Apparently, all the candidates in Kingston and the Islands except for CPC’s Brian Abrams have committed to not putting up signs on public property.
Louise is very mistaken. Just because you don’t see many Liberal signs doesn’t mean he has agreed to put them only on private property. There are a few Liberal signs on Public property you just have to look hard to find them. The Greens have very few signs to start with so they won’t be on Public property and the NDP have no signs printed at this time.
There are Conservative signs everywhere. Along one road they seem to be spaced every 20 metres. Overkill?
The Conservative signs are definately overkill. I think its ridiculous.

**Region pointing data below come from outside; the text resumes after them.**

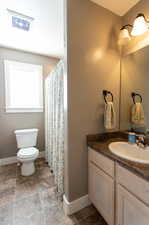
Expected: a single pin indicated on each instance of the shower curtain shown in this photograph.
(54, 124)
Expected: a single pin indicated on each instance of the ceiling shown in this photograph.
(46, 34)
(117, 6)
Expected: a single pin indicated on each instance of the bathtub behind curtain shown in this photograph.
(54, 124)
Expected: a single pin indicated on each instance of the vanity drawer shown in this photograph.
(133, 183)
(104, 163)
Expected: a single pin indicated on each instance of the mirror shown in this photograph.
(134, 78)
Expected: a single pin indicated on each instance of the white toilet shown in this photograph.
(26, 142)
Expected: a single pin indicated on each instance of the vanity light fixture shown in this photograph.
(139, 27)
(124, 36)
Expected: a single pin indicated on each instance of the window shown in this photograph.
(23, 87)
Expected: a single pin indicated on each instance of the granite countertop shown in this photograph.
(100, 143)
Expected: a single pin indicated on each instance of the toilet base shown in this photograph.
(27, 168)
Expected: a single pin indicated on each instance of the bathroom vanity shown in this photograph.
(118, 188)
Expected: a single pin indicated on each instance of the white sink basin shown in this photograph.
(130, 152)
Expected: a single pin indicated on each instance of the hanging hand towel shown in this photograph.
(109, 116)
(137, 114)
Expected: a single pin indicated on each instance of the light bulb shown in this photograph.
(139, 26)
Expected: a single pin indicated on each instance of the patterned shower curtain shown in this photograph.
(54, 124)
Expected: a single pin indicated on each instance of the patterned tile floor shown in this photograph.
(32, 201)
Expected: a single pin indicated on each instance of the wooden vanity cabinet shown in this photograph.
(129, 209)
(101, 185)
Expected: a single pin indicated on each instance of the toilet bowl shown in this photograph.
(27, 153)
(27, 157)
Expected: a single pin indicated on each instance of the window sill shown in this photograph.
(23, 110)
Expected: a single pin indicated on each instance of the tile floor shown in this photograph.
(32, 201)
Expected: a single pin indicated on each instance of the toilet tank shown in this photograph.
(26, 138)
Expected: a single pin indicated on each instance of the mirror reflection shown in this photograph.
(135, 91)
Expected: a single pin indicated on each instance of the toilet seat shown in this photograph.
(27, 153)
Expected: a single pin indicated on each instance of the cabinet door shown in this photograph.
(130, 210)
(101, 192)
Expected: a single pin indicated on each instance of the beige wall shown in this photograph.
(10, 122)
(93, 65)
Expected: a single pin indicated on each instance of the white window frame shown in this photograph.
(9, 109)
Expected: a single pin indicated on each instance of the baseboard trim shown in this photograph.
(75, 206)
(13, 159)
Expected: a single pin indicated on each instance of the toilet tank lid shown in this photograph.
(24, 131)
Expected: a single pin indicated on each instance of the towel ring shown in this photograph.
(105, 93)
(133, 94)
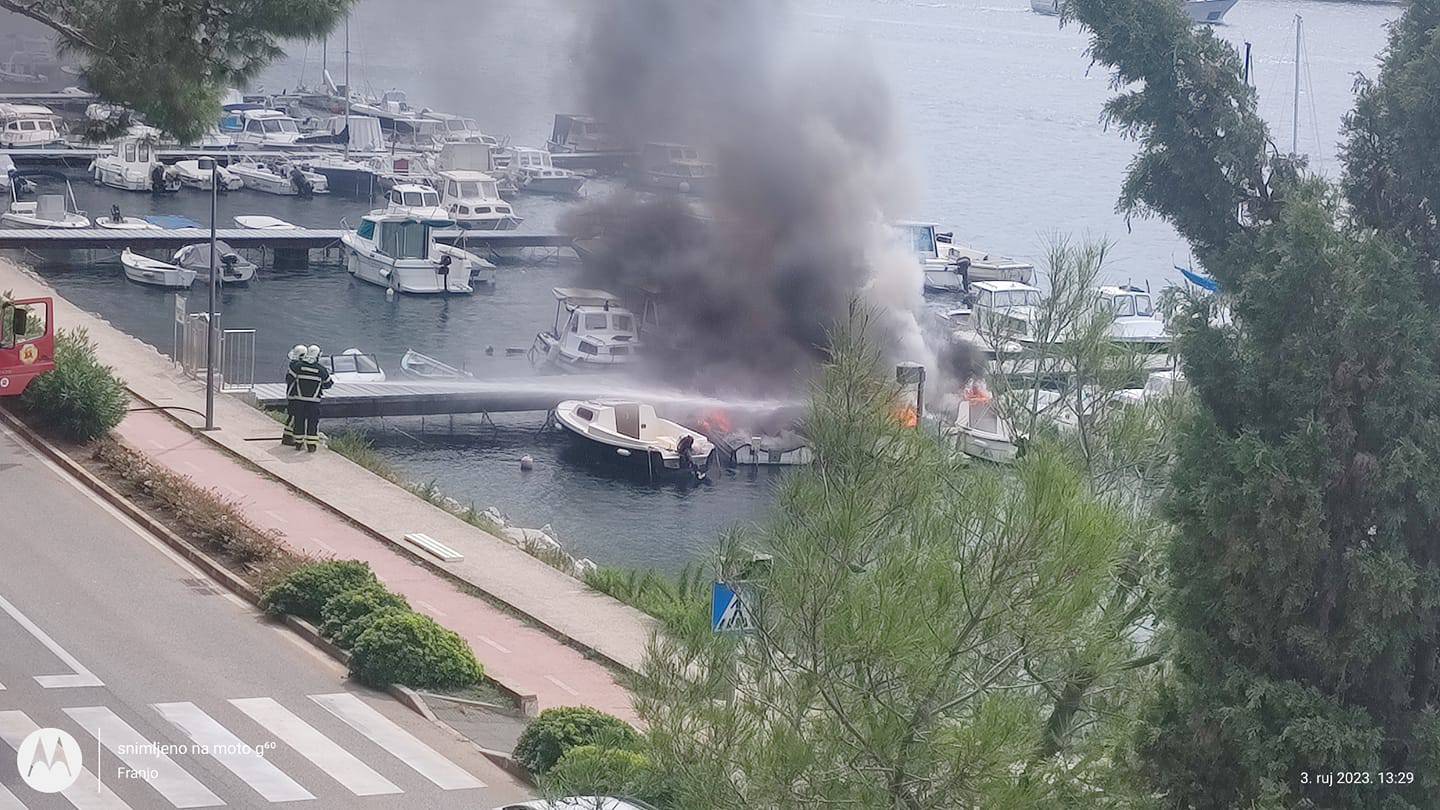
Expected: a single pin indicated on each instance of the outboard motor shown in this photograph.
(300, 182)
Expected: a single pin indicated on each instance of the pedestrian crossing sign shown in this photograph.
(730, 610)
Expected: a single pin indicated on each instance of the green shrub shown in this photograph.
(81, 397)
(411, 649)
(308, 588)
(556, 731)
(343, 613)
(595, 770)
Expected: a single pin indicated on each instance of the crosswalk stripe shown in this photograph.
(87, 793)
(316, 747)
(383, 732)
(231, 751)
(7, 800)
(143, 757)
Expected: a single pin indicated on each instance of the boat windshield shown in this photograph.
(1017, 299)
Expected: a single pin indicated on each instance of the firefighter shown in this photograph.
(311, 381)
(291, 399)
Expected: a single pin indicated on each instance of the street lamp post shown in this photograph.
(208, 163)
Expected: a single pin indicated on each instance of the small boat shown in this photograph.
(156, 273)
(676, 167)
(258, 222)
(120, 222)
(533, 172)
(632, 431)
(353, 366)
(1136, 325)
(418, 202)
(134, 165)
(29, 126)
(981, 431)
(45, 211)
(195, 177)
(592, 332)
(280, 176)
(234, 267)
(398, 252)
(473, 201)
(425, 366)
(786, 448)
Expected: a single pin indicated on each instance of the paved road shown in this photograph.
(108, 636)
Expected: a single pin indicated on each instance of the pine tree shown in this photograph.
(172, 59)
(1303, 590)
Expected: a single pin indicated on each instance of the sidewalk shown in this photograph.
(350, 512)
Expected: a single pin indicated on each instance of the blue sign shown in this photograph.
(729, 610)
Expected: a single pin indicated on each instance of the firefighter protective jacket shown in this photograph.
(311, 379)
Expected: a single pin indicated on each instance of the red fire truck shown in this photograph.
(26, 342)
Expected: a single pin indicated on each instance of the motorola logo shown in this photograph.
(49, 760)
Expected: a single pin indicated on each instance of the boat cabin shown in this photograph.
(582, 133)
(29, 126)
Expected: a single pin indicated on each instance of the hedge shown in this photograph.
(349, 613)
(81, 398)
(595, 770)
(412, 649)
(556, 731)
(307, 590)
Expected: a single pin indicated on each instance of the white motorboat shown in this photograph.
(45, 211)
(258, 222)
(156, 273)
(134, 166)
(29, 126)
(676, 167)
(981, 431)
(1200, 10)
(533, 172)
(255, 127)
(632, 431)
(592, 332)
(473, 201)
(398, 252)
(353, 366)
(195, 177)
(418, 202)
(1136, 325)
(232, 265)
(425, 366)
(120, 222)
(457, 128)
(280, 176)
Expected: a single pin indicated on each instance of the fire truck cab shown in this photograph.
(26, 342)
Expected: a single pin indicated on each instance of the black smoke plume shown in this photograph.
(810, 170)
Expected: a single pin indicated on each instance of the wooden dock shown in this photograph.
(284, 239)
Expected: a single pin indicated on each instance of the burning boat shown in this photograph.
(592, 332)
(632, 431)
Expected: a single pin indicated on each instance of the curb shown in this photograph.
(411, 554)
(225, 577)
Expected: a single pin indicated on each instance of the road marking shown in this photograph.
(133, 748)
(88, 793)
(496, 644)
(316, 747)
(7, 800)
(560, 683)
(81, 675)
(386, 734)
(234, 753)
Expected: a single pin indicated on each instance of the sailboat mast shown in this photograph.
(347, 87)
(1295, 114)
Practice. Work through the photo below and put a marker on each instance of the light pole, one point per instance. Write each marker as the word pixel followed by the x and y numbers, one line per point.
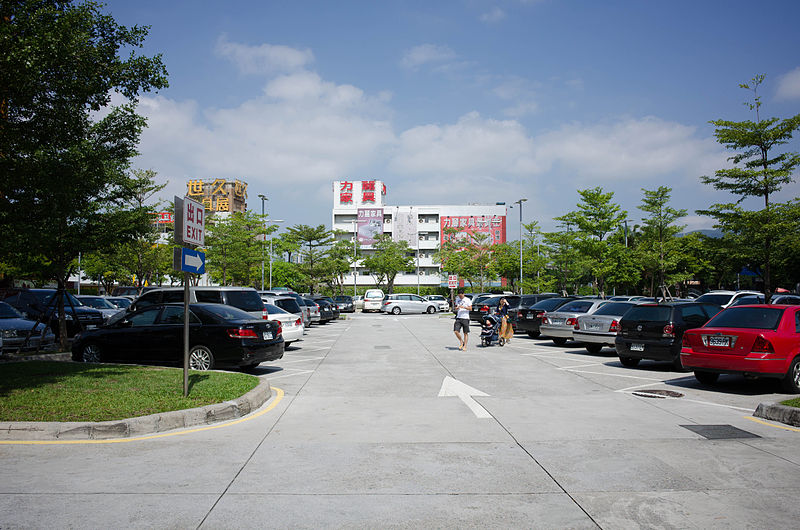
pixel 270 251
pixel 264 226
pixel 520 242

Gareth, the NDP are limiting the placement of signs on public property: just a few larger signs at key intersections. Rick’s provincial campaign signs are being re-used as well. That should satisfy the Greens.
ToJo, they’re everywhere: Centennial Drive from Taylor-Kidd to Bath, Bath from Queen Mary to Sir John A, etc.
The CPC have lots of signs on public property, but a drive around the west end shows they have even more on public property. By their claim, close to 1,000 up, and I don’t find this too hard to believe.
And I have seen a few Liberal signs on public property, but the Milliken campaign doesn’t appear to be up and running at all yet.
The CPC sign campaign just shows that they were ready for the writ drop and are very well organized. The lack of Milliken signs show that he expects to get re-elected and doesn’t need a well oiled machine to do so. The interesting thing is that it was this kind of complacency that felled Flora in 1988- will it happen again?